Getting a 401 only on select REST calls (token auth)
I am probably doing something stupid, but I keep getting 401s when making REST calls to our v13 BIG-IP devices. What is weird is that the same exact token works fine when sending GETs, but POSTs/PUTs/PATCHes throw a 401. I am using the built-in admin account and all REST calls work fine when using basic auth.
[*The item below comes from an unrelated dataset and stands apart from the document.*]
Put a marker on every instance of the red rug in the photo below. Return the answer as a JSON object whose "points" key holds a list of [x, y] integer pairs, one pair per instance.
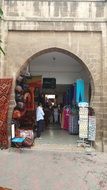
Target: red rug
{"points": [[5, 91]]}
I am doing every step outlined in this document: https://devcentral.f5.com/articles/demystifying-icontrol-rest-part-6-token-based-authentication, so my calls (in C) look like this:
- Send JSON object with username/password/loginProviderName to /mgmt/shared/authn/login
- Retrieve the token from the response (always a 26-character string)
- POST to any endpoint (node, pool, virtual server, etc.) with the X-F5-Auth-Token header equaling the 26-character token value
- This will always return a 401
Just seems odd that if I leave the token header in there and just add an Authorization header for basic auth, the request works just fine.
Any ideas?
Figured this out a little while ago and it has to do with the loginProviderName in the JSON object sent. When setting
"loginProviderName": "tmos"
against a BIG-IQ, this will fail hard, so I had removed this property from the login request object in a shared function I was using. Eliminating this property will allow token generation from a BIG-IP with read privileges, but will not allow writing.